Proseguono le indagini sul caso Cerin

Savino Carbone
di Savino Carbone
Cronaca
08 marzo 2016

Proseguono le indagini sul caso Cerin

I legali di Colapinto chiedono al Gip la scarcerazione

Il sistema Cerin è stato applicato anche in altri Comuni? Se lo chiede Giovanni Longo sulla Gazzetta del Mezzogiorno, in un articolo che fa il punto sulle indagini in corso ai danni della società dei Colapinto, finiti agli arresti domiciliari nell'ambito dell'Operazione Cornucopia poco più di un mese fa.

Secondo le indiscrezioni lanciate dal quotidiano barese, gli inquirenti starebbero controllando l'attività di riscossione della Cerin in altri Comuni, anche al di fuori della Puglia. E soprattutto se il "sistema" potesse contare su una rete di "connivenze e complicità" tra i funzionari pubblici. Come accaduto a Mariglianella, dove Colapinto senior è stato condannato in primo grado per corruzione.

Le indagini proseguono anche a Bitonto, dove gli inquirenti ipotizzano un buco nelle casse comunali di oltre tre milioni di euro.
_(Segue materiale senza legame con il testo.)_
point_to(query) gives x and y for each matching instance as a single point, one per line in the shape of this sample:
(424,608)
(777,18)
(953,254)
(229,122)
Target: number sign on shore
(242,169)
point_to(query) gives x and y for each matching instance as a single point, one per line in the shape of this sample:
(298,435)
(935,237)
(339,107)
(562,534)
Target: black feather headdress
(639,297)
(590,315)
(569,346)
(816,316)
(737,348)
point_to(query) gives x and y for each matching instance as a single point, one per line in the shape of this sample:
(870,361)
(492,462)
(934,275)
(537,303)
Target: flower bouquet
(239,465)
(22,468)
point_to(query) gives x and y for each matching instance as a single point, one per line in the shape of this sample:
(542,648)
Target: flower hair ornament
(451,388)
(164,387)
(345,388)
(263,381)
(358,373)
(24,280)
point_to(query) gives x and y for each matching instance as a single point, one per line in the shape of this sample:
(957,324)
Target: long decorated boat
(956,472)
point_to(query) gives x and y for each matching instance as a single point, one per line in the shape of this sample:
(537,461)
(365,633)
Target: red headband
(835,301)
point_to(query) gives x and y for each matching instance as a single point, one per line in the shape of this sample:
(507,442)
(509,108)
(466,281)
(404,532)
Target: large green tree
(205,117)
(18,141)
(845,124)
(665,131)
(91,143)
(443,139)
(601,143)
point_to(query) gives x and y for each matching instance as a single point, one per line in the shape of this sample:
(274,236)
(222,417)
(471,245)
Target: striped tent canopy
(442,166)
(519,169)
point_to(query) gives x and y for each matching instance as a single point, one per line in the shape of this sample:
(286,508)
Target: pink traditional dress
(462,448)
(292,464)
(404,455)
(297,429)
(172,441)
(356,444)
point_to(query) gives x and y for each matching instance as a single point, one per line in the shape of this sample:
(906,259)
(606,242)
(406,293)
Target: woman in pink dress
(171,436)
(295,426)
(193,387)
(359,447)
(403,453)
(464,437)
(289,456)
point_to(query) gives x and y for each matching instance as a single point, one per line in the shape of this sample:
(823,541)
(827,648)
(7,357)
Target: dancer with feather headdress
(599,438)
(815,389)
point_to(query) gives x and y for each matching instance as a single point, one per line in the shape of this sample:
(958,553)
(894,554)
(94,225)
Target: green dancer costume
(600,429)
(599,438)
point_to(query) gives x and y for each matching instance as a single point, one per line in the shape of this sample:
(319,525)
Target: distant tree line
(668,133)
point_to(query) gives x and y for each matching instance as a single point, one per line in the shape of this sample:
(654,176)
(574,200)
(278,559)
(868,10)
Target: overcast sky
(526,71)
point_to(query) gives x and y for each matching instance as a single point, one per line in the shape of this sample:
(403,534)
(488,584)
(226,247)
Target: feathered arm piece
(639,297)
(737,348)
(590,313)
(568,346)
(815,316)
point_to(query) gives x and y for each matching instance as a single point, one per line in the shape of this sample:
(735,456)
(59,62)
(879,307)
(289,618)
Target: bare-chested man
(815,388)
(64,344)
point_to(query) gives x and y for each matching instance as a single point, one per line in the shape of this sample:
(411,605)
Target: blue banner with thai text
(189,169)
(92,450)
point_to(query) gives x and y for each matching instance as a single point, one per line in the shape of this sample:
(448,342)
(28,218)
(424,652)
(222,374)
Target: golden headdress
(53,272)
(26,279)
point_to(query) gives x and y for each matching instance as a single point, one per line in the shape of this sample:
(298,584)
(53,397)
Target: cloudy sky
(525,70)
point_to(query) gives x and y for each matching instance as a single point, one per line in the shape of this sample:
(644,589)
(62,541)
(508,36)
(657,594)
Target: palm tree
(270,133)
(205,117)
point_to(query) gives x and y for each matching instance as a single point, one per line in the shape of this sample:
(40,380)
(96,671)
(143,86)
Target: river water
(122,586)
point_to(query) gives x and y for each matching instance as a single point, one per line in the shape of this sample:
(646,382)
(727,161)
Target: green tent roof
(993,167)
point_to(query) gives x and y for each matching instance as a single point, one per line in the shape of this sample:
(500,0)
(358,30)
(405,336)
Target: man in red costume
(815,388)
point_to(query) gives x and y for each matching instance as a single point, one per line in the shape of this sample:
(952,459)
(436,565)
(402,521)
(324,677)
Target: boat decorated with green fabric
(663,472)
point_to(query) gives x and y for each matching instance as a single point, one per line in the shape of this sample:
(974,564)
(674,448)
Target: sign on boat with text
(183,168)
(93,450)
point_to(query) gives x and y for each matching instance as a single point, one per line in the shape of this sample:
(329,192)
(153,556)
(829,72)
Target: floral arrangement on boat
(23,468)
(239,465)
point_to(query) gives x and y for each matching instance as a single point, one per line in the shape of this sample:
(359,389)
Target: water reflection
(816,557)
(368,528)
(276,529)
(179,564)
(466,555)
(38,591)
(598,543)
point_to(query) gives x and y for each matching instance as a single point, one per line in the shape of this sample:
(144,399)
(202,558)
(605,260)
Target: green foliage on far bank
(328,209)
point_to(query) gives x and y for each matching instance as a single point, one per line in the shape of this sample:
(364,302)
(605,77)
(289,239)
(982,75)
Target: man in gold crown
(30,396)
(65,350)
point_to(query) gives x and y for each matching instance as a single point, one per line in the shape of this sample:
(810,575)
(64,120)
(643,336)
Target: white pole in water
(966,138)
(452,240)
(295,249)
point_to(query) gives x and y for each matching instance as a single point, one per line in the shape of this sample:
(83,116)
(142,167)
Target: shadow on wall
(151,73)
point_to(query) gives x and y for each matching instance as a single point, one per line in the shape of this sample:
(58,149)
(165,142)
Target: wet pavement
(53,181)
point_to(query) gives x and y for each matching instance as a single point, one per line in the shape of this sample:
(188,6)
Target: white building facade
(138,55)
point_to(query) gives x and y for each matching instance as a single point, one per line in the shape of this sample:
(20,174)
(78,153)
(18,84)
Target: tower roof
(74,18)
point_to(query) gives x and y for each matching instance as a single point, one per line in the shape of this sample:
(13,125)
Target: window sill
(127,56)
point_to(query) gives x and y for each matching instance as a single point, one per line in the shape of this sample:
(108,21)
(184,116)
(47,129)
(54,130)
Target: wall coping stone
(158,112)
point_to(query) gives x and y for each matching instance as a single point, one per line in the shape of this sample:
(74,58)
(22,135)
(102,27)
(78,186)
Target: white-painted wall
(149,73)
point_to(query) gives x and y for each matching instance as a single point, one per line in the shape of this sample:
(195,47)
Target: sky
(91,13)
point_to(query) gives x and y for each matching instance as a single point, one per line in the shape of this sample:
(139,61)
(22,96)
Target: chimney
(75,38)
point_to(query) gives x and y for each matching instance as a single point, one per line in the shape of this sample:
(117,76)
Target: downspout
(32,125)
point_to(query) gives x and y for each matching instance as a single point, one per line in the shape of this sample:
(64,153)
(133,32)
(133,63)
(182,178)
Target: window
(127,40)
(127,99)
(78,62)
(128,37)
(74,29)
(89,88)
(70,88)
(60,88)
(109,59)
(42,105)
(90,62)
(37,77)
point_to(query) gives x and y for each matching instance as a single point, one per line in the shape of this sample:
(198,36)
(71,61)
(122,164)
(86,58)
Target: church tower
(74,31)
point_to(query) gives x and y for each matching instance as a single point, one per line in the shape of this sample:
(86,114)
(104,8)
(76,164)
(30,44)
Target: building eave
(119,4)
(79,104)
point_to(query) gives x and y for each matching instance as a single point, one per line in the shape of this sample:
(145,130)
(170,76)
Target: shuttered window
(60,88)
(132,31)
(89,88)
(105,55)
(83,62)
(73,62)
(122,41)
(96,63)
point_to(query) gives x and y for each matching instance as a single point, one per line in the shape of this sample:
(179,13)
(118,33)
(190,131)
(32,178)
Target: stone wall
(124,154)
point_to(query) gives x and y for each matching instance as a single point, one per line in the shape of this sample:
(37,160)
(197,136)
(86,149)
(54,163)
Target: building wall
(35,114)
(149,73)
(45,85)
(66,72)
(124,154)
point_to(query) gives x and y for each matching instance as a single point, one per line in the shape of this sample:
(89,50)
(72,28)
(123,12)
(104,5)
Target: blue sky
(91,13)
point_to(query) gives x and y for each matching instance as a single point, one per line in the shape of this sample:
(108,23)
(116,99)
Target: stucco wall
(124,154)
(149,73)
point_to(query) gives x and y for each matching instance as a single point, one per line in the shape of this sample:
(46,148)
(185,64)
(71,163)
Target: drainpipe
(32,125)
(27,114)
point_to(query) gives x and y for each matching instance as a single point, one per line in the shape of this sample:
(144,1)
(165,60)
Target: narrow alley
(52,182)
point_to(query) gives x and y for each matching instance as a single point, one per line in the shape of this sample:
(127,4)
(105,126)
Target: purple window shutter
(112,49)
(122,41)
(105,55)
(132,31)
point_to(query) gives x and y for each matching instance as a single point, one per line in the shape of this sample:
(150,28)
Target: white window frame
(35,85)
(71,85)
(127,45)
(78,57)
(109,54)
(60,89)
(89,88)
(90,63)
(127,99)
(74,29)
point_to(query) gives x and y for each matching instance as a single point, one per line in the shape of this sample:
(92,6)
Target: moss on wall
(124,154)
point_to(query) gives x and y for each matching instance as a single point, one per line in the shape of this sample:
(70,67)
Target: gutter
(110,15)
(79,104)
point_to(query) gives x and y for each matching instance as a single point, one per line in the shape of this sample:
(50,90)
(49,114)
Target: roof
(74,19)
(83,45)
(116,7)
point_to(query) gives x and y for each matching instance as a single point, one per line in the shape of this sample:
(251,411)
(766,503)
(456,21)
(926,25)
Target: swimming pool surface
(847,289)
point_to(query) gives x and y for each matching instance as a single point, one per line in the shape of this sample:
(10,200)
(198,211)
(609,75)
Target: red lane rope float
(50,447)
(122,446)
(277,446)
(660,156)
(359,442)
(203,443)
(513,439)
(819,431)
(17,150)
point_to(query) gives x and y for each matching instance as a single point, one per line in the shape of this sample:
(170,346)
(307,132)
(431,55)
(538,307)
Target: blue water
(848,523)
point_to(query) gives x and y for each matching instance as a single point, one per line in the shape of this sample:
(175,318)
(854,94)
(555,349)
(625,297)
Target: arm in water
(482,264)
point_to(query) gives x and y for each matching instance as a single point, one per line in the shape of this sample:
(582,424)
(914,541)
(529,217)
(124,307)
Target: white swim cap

Soldi dei contribuenti che Colapinto, attraverso un articolato sistema finanziario ricostruito dalla GdF e dal procuratore Lino Giorgio Bruno, avrebbe investito in operazioni immobiliari.

Il caso Cerin è finito anche al centro della cerimonia di apertura dell'anno giudiziario della Corte dei Conti. "È di qualche settimana fa - la dichiarazione di Paolo Romanelli, procuratore generale della CdC, riportata dalla Gazzetta - la notizia dell'arresto, su disposizione giudiziaria, per un altro 'buco' milionario, degli amministratori della società che gestiva il servizio di riscossione per conto del Comune di Bitonto, già nota per analoghi ammanchi fatti registrare in altri Comuni".

Intanto gli avvocati di Mario e Giuseppe Colapinto hanno presentato una istanza di scarcerazione al Gip del Tribunale e nominato un commercialista, con il compito di ricostruire per la difesa i rapporti finanziari ed economici oggetto dell'indagine.